Gemäss Berichten sollen Diebe das Chaos genutzt haben, um Geschäfte zu plündern und in Wohnungen einzubrechen. US-Medien schilderten aus mehreren Städten Überfälle, viele der Täter seien bewaffnet. In der Stadt Weston wurde nach Angaben verschiedener lokaler Medien ein 17-jähriger Dieb von einem Sicherheitsbeamten angeschossen.

Noch zahlreicher sind die Meldungen von Plünderungen auf den karibischen Inseln, wo Irma zuvor gewütet hatte.
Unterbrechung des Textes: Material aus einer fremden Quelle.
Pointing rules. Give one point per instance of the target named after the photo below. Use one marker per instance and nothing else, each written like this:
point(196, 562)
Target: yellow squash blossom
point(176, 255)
Im französischen Überseegebiet Saint-Martin, wo der Hurrikan 95 Prozent der Behausungen beschädigte, wirken die Behörden machtlos.
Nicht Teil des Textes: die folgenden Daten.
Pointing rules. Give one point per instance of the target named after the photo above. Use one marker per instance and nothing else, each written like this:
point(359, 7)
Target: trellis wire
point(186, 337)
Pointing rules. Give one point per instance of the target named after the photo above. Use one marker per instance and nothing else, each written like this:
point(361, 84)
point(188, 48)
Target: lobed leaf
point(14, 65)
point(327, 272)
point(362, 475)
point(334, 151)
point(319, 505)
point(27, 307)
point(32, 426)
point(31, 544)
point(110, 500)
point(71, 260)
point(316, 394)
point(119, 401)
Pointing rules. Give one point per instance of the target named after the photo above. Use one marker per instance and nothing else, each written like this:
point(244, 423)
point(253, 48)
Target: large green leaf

Läden, Restaurants und Villen werden oft gewaltsam geplündert. Eine Sprecherin der Gendarmerie erklärte, gestohlen würden vor allem Hi-Fi- und Luxusprodukte, aber auch Nahrungsmittel. In vielen Haushalten gebe es schlicht nichts mehr zu essen. «In dem Fall sehen wir von Rechtsfolgen ab und verlangen die Rückgabe des Essens.»

Paris lässt aufstocken

Die Regierung in Paris ist daran, die Zahl der Sicherheitskräfte von 1100 lokalen Ordnungshütern auf 2000 aufzustocken – inklusive Fremdenlegionären. Schätzungsweise 500 bis 600 Plünderer seien mit Macheten unterwegs, heisst es aus Polizeikreisen. In Paris verlangen mehrere politische Parteien eine Untersuchungskommission über die späte Reaktion der Behörden.

Im fernen Mutterland hören die Franzosen erstmals von den sozialen Hintergründen. Saint-Martin ist viel weniger bekannt als die südlich gelegenen Reisedestinationen Guadeloupe und Martinique. Auf Saint-Martin lebte schon vor Irma über die Hälfte der Bevölkerung unter der Armutsgrenze.

Immerhin ist der Lebensstandard der von Frankreich stark subventionierten «Konfetti» – wie die Relikte des französischen Kolonialreiches genannt werden – noch höher als in den armen Nachbarinseln Haiti, Kuba oder der Dominikanischen Republik.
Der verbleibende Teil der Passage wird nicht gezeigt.